Bantul, 12 November 2025— Ketika Direktur Pascasarjana Institut Ilmu Al Qur’an (IIQ) An Nur Yogyakarta, Dr. Moch. Taufiq Ridho, M.Pd., melakukan penelitian di Yayasan Kesejahteraan Tunanetra Islam (Yaketunis) Yogyakarta, ia menemukan pengalaman yang mengharukan. Setiap kali ia bertanya kepada para siswa tunanetra tentang alasan mengapa mereka begitu antusias mempelajari al-Qur’an, jawabannya hampir selalu sama, “Saya melihat terang dalam gelap, Pak.”
Tidak hanya bersemangat mempelajari al-Qur’an melalui huruf Braille, para siswa Yaketunis juga memiliki motivasi tinggi untuk menjalani hidup sebagaimana orang-orang yang dianggap “normal” (non-disabilitas). Mereka berangkat ke sekolah sendiri, mengurus keperluan sendiri, dan menunjukkan ketangkasan serta kemandirian yang tidak kalah dengan orang lain. Pengalaman inilah yang kemudian mendorong Taufiq untuk meneliti lebih mendalam tentang kehidupan spiritual dan pendidikan mereka.

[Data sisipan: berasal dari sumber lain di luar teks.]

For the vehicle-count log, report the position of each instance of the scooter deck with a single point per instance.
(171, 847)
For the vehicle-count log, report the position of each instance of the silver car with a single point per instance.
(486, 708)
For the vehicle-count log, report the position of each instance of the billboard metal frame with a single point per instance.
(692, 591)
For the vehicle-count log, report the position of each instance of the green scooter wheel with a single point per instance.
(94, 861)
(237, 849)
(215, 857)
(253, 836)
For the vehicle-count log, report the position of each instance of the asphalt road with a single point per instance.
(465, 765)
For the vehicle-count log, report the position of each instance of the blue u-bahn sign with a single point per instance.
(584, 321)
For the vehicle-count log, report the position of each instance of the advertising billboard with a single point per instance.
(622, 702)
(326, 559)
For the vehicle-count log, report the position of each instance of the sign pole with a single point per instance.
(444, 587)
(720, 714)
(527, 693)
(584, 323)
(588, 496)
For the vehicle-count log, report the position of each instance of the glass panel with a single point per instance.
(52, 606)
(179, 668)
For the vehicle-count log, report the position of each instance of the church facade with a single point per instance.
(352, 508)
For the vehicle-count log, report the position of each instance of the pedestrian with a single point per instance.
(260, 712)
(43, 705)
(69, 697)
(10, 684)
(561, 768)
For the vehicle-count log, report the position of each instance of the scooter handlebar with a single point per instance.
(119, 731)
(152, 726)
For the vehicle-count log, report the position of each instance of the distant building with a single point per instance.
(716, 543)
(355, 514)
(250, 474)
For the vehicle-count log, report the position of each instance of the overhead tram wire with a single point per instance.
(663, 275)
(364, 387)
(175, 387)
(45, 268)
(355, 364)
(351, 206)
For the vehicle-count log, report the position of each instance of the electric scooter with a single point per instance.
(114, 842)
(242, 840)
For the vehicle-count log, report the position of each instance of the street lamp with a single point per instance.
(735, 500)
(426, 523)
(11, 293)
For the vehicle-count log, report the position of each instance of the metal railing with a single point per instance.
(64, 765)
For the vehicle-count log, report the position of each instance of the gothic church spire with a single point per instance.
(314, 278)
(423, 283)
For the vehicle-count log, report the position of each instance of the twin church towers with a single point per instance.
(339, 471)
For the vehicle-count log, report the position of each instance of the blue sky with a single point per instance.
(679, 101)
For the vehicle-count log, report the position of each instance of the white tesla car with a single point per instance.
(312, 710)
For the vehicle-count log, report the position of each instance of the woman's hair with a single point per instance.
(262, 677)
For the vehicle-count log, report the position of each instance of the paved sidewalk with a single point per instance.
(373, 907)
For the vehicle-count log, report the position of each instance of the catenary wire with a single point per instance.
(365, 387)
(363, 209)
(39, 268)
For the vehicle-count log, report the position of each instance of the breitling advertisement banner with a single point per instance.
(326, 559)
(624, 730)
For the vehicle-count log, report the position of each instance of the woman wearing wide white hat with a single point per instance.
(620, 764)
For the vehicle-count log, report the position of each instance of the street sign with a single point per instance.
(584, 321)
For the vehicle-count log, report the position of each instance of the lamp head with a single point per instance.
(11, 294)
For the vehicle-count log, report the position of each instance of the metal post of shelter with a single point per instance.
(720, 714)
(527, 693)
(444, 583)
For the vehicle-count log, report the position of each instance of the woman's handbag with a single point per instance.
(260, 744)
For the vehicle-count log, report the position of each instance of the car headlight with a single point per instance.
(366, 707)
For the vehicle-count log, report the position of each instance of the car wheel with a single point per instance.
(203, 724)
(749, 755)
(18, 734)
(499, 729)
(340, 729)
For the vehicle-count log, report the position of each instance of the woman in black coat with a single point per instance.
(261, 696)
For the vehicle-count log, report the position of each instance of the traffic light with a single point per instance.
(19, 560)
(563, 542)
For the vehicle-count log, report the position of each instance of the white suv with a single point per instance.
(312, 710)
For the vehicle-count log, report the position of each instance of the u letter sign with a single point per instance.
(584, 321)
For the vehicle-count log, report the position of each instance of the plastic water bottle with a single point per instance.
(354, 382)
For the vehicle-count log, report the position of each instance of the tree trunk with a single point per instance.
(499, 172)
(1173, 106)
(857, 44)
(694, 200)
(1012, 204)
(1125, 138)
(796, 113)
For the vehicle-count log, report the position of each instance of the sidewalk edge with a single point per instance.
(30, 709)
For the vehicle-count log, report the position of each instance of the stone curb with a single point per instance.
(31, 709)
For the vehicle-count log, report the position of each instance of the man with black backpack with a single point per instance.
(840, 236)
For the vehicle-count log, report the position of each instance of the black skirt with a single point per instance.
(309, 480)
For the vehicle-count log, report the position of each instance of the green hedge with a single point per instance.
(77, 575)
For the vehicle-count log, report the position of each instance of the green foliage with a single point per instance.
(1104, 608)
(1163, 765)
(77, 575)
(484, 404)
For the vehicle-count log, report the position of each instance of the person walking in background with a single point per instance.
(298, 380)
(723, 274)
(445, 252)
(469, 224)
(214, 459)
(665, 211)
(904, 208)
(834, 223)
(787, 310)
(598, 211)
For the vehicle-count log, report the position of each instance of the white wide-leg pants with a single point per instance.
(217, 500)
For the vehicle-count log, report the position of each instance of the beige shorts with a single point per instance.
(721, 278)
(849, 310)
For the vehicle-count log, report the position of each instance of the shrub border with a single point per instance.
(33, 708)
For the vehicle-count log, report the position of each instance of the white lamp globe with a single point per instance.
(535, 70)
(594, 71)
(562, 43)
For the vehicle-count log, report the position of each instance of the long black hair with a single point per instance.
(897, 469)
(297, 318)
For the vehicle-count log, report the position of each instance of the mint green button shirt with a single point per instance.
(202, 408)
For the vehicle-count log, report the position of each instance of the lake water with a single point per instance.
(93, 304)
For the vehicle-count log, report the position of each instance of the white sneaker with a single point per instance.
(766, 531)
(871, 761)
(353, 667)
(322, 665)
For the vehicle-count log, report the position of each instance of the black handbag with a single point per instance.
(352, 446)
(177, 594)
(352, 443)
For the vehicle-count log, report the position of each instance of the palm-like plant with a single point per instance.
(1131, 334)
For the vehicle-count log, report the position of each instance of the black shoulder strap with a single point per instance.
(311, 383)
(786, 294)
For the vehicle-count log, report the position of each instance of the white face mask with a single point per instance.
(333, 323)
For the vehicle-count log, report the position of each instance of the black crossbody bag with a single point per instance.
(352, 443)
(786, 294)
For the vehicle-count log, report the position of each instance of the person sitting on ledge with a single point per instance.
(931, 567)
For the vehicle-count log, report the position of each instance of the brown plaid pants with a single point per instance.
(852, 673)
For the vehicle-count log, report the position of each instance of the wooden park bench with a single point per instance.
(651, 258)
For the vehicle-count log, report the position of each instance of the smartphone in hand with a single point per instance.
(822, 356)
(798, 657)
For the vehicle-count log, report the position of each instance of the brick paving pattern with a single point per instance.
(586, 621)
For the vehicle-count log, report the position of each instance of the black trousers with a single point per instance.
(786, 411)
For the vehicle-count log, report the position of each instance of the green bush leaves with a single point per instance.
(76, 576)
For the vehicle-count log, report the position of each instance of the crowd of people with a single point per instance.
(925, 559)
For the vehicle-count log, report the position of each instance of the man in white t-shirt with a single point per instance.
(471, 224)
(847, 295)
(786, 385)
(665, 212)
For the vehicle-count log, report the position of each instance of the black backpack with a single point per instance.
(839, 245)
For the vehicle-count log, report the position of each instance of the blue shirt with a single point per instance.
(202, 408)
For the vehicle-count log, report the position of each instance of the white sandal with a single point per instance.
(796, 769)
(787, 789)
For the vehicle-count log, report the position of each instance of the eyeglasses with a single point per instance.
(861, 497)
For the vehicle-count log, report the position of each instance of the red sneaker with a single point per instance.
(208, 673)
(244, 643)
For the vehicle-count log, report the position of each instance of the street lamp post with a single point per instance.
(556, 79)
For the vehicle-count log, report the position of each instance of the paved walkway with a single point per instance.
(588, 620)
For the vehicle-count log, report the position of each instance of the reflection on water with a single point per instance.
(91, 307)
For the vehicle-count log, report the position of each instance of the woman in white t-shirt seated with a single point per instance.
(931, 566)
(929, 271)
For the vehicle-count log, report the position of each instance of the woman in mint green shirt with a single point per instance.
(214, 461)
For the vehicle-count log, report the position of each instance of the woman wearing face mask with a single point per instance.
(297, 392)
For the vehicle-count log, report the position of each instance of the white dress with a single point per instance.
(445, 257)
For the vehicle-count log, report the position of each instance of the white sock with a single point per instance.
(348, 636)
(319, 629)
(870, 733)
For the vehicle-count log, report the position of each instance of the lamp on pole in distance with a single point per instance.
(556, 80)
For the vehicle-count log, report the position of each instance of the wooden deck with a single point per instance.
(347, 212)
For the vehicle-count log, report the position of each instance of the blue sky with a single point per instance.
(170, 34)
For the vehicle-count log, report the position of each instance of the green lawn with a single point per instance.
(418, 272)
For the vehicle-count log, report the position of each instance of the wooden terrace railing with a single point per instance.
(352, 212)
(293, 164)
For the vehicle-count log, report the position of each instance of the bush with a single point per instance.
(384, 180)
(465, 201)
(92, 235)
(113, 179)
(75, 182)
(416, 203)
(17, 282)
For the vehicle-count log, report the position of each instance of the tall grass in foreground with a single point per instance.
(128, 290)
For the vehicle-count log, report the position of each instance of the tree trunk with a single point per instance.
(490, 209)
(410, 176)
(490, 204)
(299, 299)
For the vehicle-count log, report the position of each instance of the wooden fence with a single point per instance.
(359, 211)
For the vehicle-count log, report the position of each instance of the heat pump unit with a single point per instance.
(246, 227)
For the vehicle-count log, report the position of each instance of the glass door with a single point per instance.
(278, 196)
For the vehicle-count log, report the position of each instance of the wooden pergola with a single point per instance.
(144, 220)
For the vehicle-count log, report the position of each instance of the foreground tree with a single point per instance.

| BACA JUGA: Al-Qur’an sebagai Sunduq al-‘Ilm wa al-Ruh Menyoal Pendidikan Islam dalam Terang Tafsir Tarbawi Bagaimana Jika al-Qur’an dan Hadis Ditilik dari Kacamata Poskolonial? |
Kisah tersebut menjadi awal dari penelitian yang akhirnya mengantarkan Taufiq pada penemuan model tafsir heterodoksi tarbawiyah yang ia rumuskan dari refleksinya terhadap QS. ‘Abasa [80]: 1–4. Temuan ini ia paparkan dalam acara Diseminasi Hasil Riset bertajuk “Al-Qur’an dan Kelompok Rentan: Hermeneutika, Inklusivitas, dan Praktik Pendidikan bagi Difabel Muslim”, yang digelar pada Rabu (12/11/2025) di auditorium kampus IIQ An Nur Yogyakarta.
Acara tersebut diselenggarakan oleh Lembaga Penelitian dan Pengabdian kepada Masyarakat (LPPM) IIQ An Nur Yogyakarta bekerja sama dengan Program Magister Pendidikan Agama Islam (M-PAI) dan Lembaga Studi Ilmu Al-Qur’an dan Hadits (LSIQH). Dalam kesempatan itu, Taufiq memaparkan hasil penelitiannya yang berjudul “Diskursus Disabilitas dalam al-Qur’an: Tafsir, Paradigma, dan Praktik di Lembaga Pendidikan.” Penelitian ini bertujuan, antara lain, untuk mengkaji konstruksi ortodoksi dalam penafsiran QS. ‘Abasa [80]: 1–4 serta bentuk heterodoksi pemahaman terhadap ayat yang sama sebagaimana termanifestasi dalam praktik pendidikan di Yaketunis Yogyakarta.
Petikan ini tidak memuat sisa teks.